Не чуя ног под собой, Темань опустилась на сиденье напротив Владычицы, и повозка мягко тронулась вдоль улицы. Поглаживая пальцами футляр и многозначительно изогнув бровь, Дамрад молвила:

– Мне стало известно, что ты часто бываешь в гостях у госпожи Леглит. Приезжаешь обыкновенно вечером, а покидаешь её дом только утром... Что бы это могло значить?

– Ты следишь за мной, государыня? – Темань, внутренне похолодев, постаралась не выдать своего беспокойства, спрятанного под маской неприятного удивления и праведного возмущения.

Дамрад даже не подумала отрицать этого.

– Разумеется! – сказала она. – Но исключительно для того, чтобы обеспечивать твою безопасность и угадывать твои нужды и желания. Так всё-таки, что означают эти твои посещения?

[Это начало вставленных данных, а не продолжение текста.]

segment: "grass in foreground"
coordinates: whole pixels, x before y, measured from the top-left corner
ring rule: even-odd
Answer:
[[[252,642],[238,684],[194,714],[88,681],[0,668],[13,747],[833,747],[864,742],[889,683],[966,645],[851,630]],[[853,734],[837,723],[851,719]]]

– Великая Госпожа, разве частная жизнь твоих подданных относится к разряду дел государственной важности? – попыталась Темань отбить удар. – Мы с госпожой Леглит состоим в дружеских отношениях. Она бывает у меня, я бываю у неё. Только и всего.

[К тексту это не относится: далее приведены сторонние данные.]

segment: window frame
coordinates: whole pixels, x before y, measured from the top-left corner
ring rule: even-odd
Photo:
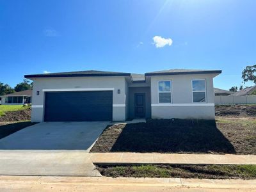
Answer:
[[[193,81],[204,81],[204,91],[194,91],[193,90]],[[192,103],[197,103],[197,104],[204,104],[207,102],[207,88],[206,88],[206,79],[191,79],[191,88],[192,88]],[[193,93],[199,93],[199,92],[204,92],[205,95],[205,102],[194,102],[194,95]]]
[[[168,81],[170,82],[170,92],[159,92],[159,82]],[[170,93],[171,95],[171,102],[159,102],[159,93]],[[159,104],[172,104],[172,81],[170,79],[168,80],[158,80],[157,81],[157,102]]]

Дамрад откинулась на спинку сиденья, мерцая насмешливыми искорками в холодной глубине взора.

– Да, ты, пожалуй, права, дражайшая Темань... Частная жизнь граждан касается меня только в том случае, когда они замышляют что-то противозаконное. Но не забывай, моя дивная чаровница: рукопись своей книги ты уничтожила, однако самым прелестным врагом государства ты остаёшься по-прежнему. Каждая написанная тобой строчка подвергается проверке, все твои связи и знакомства нам известны и также отслеживаются. Ты зачастила к Леглит. И это наводит на подозрения.

– Разве средства слежки, коими располагают твои верные слуги, не позволяют узнать, что творится у каждого из твоих подданных в доме? – молвила Темань. – Если да, то к чему ты спрашиваешь меня о том, что и так тебе ведомо?

Она попала в точку: сеть одушевлённых домов давно использовалась тайной службой безопасности Дамрад для выявления заговоров. Леглит не разглашала этой государственной тайны, за исключением осторожных намёков, но Темани врезался в память тот разговор на прогулке, когда женщина-зодчий сказала: «Стены имеют уши. Будь осторожна в словах, даже если тебе кажется, что никто не слышит». Считалось, что дома оберегали частную жизнь своих владельцев и не разглашали посторонним никаких сведений о том, что происходило внутри; раньше Темань не имела оснований в это не верить, но теперь она всё больше укреплялась в мысли, что это – сказка для обывателей. Дом по требованию Северги докладывал, что делалось в её отсутствие, так почему он не мог докладывать об этом кому-нибудь ещё? Эта догадка сорвалась с языка Темани, но уже в следующий миг она пожалела о своей несдержанности: Дамрад нахмурилась.